Directed by Tomas Alfredson. Starring Gary Oldman, Colin Firth, Tom Hardy, John Hurt, Toby Jones, Mark Strong, Benedict Cumberbatch, Ciarán Hinds 15A cert, gen release, 127 min
Here's a brooding, brilliant reworking of John le Carré's classic tale of spies who never came in from the cold, writes DONALD CLARKE
Right. We shall start.
In adapting John le Carré's peerless espionage novel, Tomas Alfredson, director of Let the Right One In, cannot hope to avoid comparisons with the BBC's fine 1979 TV version. One thinks of that awful recent film of Brideshead Revisited, which, when set beside the near-contemporaneous Granada series, came across like a sequence of wet whimpers from a dying kitten.
Stripping away most of le Carré’s gorgeously theatrical dialogue, Alfredson tells his absurdly complicated story through furtive glances, fetid images and clanking sound design. Alec Guinness’s incarnation of George Smiley, the aging spymaster in search of a double agent, was, despite his sombre aspect, the sort of chap who could still enjoy a brandy and ginger ale with an old pal.
Gary Oldman is an altogether more forbidding presence. With his downturned mouth and cracked voice, he seems to carry the weight of Britain’s postwar decline on his slumped shoulders. Alfredson has triumphantly proven that there is space for at least two, subtly contrasting versions of the same source material.
Anybody familiar with the novel would laugh at the notion that its plot could be summarised in the central paragraph of a modestly sized review (or in a feature film, for that matter). But we’ll try.
Following the public failure of a misguided mission in Hungary, an assorted cabal of high-ranking mandarins has deposed Control (John Hurt), the aging chief, and edged out Smiley, his loyal lieutenant. Everything appears to be progressing efficiently. A new source of intelligence is delivering such a rich supply of nuggets that the relevant minster feels able to begin trading information with the hitherto wary Americans.

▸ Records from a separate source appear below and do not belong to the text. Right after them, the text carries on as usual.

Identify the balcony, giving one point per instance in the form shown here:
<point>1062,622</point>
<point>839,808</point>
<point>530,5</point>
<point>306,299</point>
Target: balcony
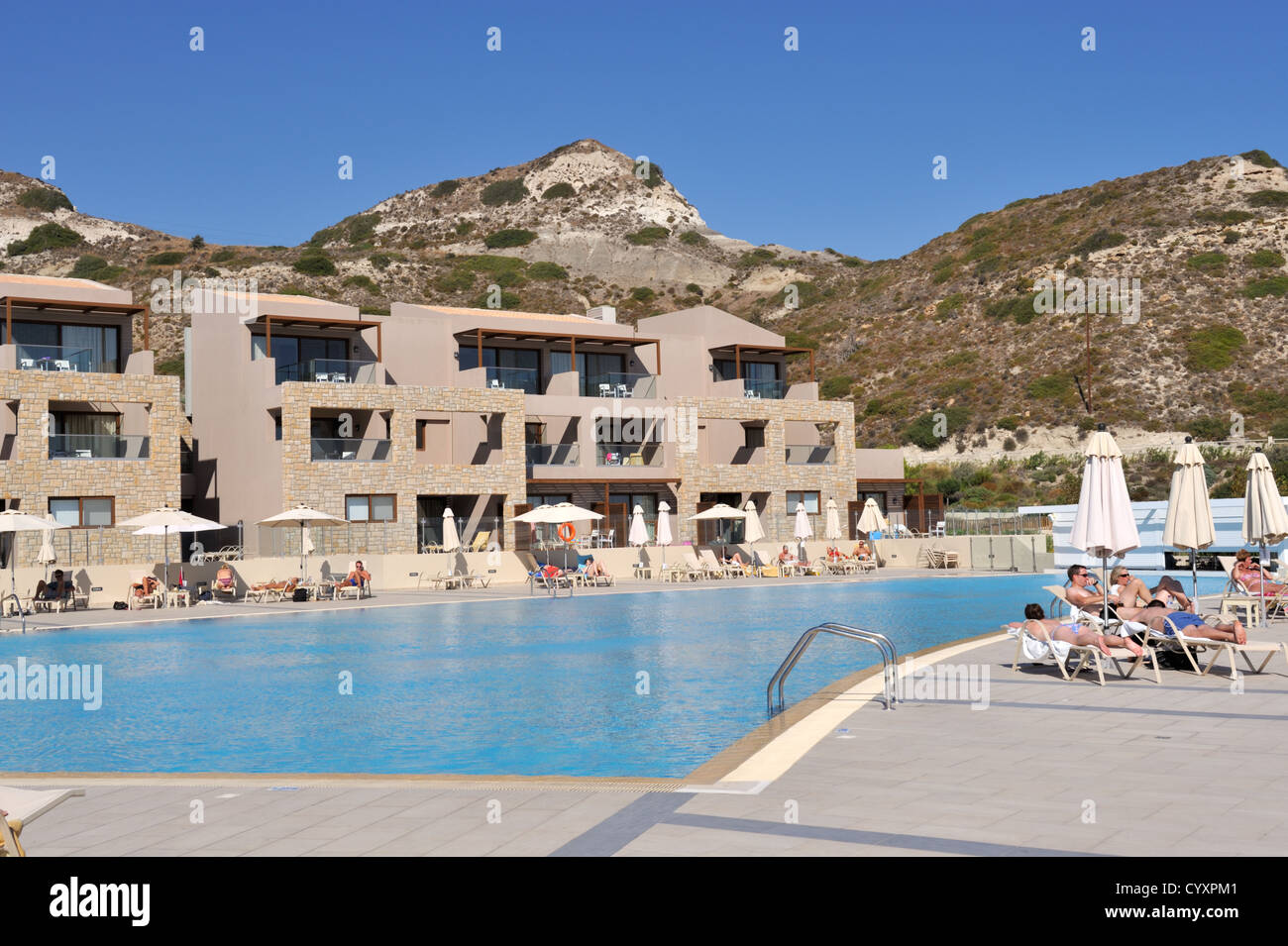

Then a renegade operative, played with characteristic charisma by Tom Hardy, comes across an extraordinary story. A Russian contact tells him there is a mole at the top of British intelligence. Smiley is called in from retirement to discover which of his old buddies has been passing the crown jewels to Moscow Central. Is it dashing, sexually predatory Bill Haydon (Colin Firth)? Might it be the working-class, plain- speaking Roy Bland (Ciarán Hinds)? What about the slippery, social-climbing Toby Esterhase (David Dencik)?
It’s probably not worth worrying too much about the answer to those questions. If the film has a problem it is that, forced to boil so many characters down into narrative stock cubes, the suspects’ personalities are only fleetingly sketched. The final revelation is less interesting than the gorgeously smooth mechanics of the investigation.
A glance at Let the Right One Inwill confirm that Alfredson is a master of atmosphere. In Tinker, Tailor, assisted by overdone-cabbage cinematography from Hoyte van Hoytema and an ironically jaunty score by Alberto Iglesias, he offers a version of the mid-1970s – the corruption in the intelligence community reflecting the decay in every other arm of the state – that seems to take place underwater (brackish, polluted water at that).
Every aspect of the film gestures towards oppression and impotence. Even the knotty complexity of the plot, brilliantly streamlined by scriptwriters Bridget O’Connor and Peter Straughan, comes across like a mass of hard homework that Smiley must finish before being sent back to some awful prep school.
We hardly need to reiterate the ancient qualification – dragged out continually since The Spy Who Came in from the Coldemerged nearly 50 years ago – that le Carré's world has little in common with James Bond's. We could go further. So solemn is Afredson's film that it makes most previous versions of the author's work look like Austin Powers.
None of which is meant as criticism. Tinker, Tailor, Soldier, Spycan, indeed, assert a serious claim to be the best espionage film ever made. Honestly.